Completed in 1010, Firdausi’s epic poem the Shahnameh (Book of Kings) recounts the history of all of Iran’s shahs (kings) up to the Arab conquest in 642 AD and the country’s adoption of Islam. It inspired countless works of art, including the masterful Shahnameh produced for Shah Tahmasp (r. 1524–76), the second shah of the Safavid dynasty. This folio AKM163 (folio 402 recto) from the Shah Tahmasp Shahnameh highlights the exceptional bravery and strength of Gushtasp, son of Shah Luhrasp.

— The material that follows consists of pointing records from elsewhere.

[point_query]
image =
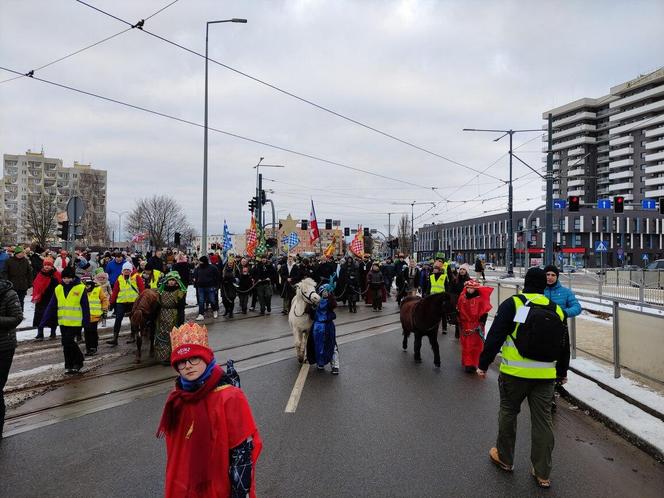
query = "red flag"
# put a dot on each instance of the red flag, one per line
(313, 225)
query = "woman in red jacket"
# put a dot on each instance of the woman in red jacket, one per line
(473, 307)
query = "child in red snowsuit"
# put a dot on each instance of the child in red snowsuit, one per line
(473, 307)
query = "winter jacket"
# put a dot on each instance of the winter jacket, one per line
(10, 316)
(19, 272)
(206, 276)
(564, 298)
(114, 270)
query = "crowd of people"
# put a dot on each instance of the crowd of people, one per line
(77, 291)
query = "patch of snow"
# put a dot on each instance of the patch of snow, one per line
(624, 414)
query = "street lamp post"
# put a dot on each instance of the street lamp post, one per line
(205, 133)
(120, 215)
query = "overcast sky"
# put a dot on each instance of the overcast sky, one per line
(418, 70)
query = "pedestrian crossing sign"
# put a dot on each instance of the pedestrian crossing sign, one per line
(601, 246)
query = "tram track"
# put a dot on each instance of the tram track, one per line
(168, 375)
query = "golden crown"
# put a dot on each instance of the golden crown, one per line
(189, 333)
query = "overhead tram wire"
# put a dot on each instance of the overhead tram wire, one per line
(293, 95)
(30, 73)
(223, 132)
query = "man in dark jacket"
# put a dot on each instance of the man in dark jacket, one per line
(206, 281)
(19, 272)
(11, 315)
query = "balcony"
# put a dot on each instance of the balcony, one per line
(624, 151)
(658, 156)
(657, 144)
(621, 174)
(622, 163)
(621, 186)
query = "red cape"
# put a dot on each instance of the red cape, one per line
(231, 423)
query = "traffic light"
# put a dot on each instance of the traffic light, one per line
(618, 204)
(63, 230)
(573, 202)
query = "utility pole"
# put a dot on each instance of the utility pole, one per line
(509, 256)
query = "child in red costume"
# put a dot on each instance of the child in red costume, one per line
(473, 306)
(212, 442)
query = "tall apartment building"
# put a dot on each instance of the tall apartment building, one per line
(612, 145)
(28, 176)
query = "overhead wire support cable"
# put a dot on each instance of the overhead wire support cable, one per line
(223, 132)
(292, 95)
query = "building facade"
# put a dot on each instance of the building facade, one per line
(612, 145)
(27, 177)
(631, 238)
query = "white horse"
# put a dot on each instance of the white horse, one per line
(298, 317)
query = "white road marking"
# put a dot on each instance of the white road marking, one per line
(297, 389)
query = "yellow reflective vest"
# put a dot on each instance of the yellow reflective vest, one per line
(70, 312)
(437, 286)
(513, 363)
(128, 289)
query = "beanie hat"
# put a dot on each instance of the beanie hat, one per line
(68, 272)
(190, 340)
(535, 280)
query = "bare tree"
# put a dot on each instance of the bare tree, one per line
(159, 217)
(404, 235)
(40, 216)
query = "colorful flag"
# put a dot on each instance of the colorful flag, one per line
(251, 238)
(314, 235)
(329, 250)
(228, 243)
(291, 240)
(357, 245)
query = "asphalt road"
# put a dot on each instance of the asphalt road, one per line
(384, 427)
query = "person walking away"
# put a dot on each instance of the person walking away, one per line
(206, 281)
(98, 301)
(228, 290)
(172, 301)
(11, 315)
(19, 272)
(212, 441)
(565, 298)
(125, 291)
(479, 269)
(70, 303)
(43, 288)
(376, 287)
(528, 330)
(473, 308)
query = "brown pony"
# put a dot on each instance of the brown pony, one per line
(421, 316)
(143, 317)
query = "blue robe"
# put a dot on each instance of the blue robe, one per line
(324, 332)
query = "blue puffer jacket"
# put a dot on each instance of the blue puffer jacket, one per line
(564, 298)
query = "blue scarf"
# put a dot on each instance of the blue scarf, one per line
(192, 385)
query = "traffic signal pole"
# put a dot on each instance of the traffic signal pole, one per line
(548, 213)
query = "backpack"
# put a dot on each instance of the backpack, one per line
(542, 336)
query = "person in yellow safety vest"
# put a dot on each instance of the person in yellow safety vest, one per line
(70, 303)
(437, 281)
(98, 301)
(150, 276)
(125, 291)
(522, 378)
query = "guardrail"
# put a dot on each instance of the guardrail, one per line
(637, 330)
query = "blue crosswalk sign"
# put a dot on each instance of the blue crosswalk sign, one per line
(601, 246)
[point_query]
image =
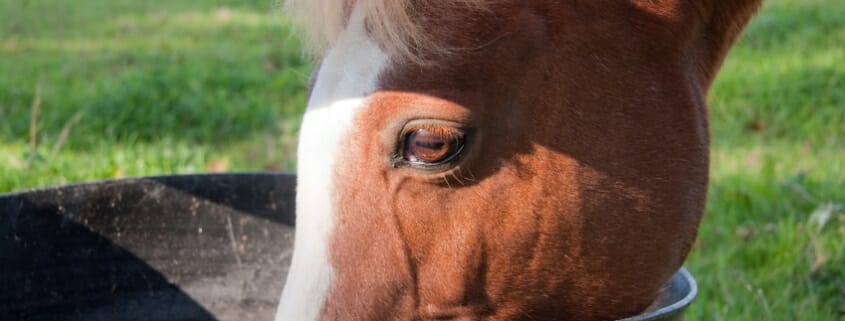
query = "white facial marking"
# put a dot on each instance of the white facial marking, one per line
(348, 74)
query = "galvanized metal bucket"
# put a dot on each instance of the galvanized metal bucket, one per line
(195, 247)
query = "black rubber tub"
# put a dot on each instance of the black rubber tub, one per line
(194, 247)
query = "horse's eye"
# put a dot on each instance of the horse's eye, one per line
(432, 145)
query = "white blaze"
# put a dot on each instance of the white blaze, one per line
(349, 72)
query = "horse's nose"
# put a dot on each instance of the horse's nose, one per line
(433, 312)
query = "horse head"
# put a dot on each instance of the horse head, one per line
(501, 159)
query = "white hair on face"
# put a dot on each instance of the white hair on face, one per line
(390, 23)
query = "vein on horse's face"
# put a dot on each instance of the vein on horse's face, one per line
(347, 75)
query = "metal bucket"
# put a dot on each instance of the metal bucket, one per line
(195, 247)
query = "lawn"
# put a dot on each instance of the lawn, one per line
(102, 89)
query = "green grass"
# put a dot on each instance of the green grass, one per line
(156, 87)
(132, 88)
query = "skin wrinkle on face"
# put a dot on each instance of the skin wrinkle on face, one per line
(347, 75)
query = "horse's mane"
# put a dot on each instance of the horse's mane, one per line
(391, 23)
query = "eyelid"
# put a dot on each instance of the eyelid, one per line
(431, 125)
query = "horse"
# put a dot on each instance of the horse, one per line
(501, 159)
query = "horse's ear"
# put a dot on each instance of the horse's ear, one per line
(724, 21)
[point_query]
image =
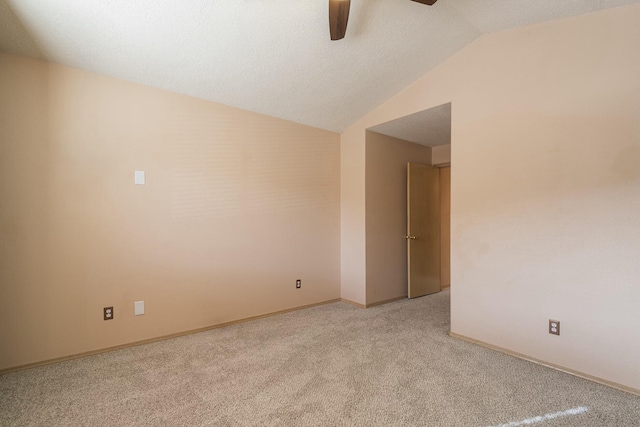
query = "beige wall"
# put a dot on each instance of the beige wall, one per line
(352, 212)
(545, 212)
(237, 206)
(386, 213)
(441, 154)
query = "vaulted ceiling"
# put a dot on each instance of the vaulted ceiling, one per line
(268, 56)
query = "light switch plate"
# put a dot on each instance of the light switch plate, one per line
(138, 308)
(139, 178)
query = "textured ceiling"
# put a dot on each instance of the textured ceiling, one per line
(269, 56)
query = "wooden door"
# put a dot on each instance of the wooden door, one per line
(423, 229)
(445, 227)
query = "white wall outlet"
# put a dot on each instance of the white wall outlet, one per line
(138, 308)
(139, 178)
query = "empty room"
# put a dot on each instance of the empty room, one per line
(320, 212)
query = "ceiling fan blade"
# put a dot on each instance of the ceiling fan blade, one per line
(338, 17)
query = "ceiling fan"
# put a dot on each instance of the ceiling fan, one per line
(339, 15)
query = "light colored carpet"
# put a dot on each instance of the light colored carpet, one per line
(332, 365)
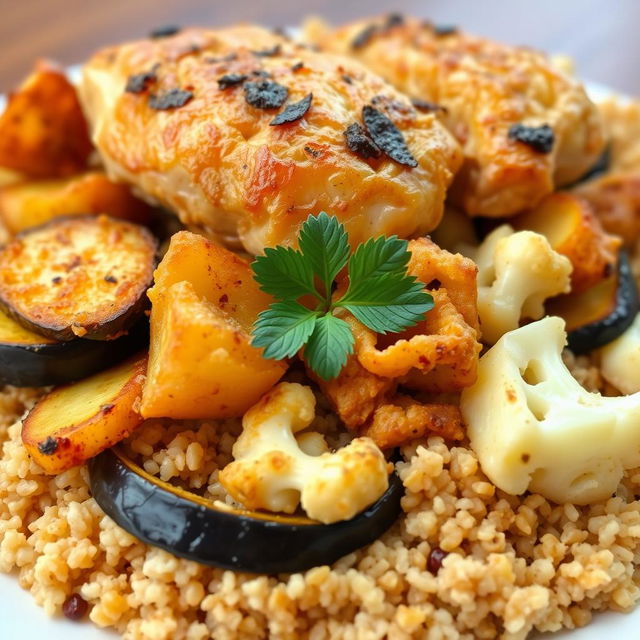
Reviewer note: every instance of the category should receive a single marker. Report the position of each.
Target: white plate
(20, 619)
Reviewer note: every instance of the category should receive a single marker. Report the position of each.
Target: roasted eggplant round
(31, 360)
(215, 534)
(81, 276)
(600, 314)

Gushtasp tired of waiting to inherit the throne and left Iran for the caesar’s court in Constantinople. There, he caught the eye of the caesar’s daughter, and wed her. When his remaining daughters were old enough to wed, the caesar required their suitors to prove their mettle by performing feats of daring. Gushtasp agreed to slay a fearsome wolf and a terrible dragon on the suitors’ behalf, allowing them to claim the victories as their own. Although Gushtasp, his companion, and the suitor set out together, only Gushtasp remained when they neared the dragon’s lair on Mount Saqila. The others retreated, quaking with fear. As the dragon tried to suck Gushtasp in with its breath, he showered it with arrows and then rammed his dagger down its throat before polishing it off with his scimitar.
This painting has been attributed to Mirza ‘Ali, the son of Sultan Muhammad, who worked for Shah Tahmasp and other members of the Safavid royal house into the 1570s. As with other members of the second generation of artists who produced the illustrations for the Shahnameh, Mirza ‘Ali’s paintings present a synthesis of the two main styles practised at the Safavid court: those of the Turkmen of Tabriz and the Timurids of Herat. The result is, on the one hand, more spatially logical compositions than in Turkmen painting and, on the other, greater fluidity of line and emotional intensity than Timurid artists produced. Here, on a mountainside bathed in sunlight, Gushtasp and his dappled grey steed bound toward the dragon, who is coiled around rocky outcrops and grasping the horse’s neck with its tail. At the right, a suitor and two companions peek out from behind a ridge, watching the heroic contest between man and beast. One of the companions holds a finger to his lips, a standard gesture of astonishment.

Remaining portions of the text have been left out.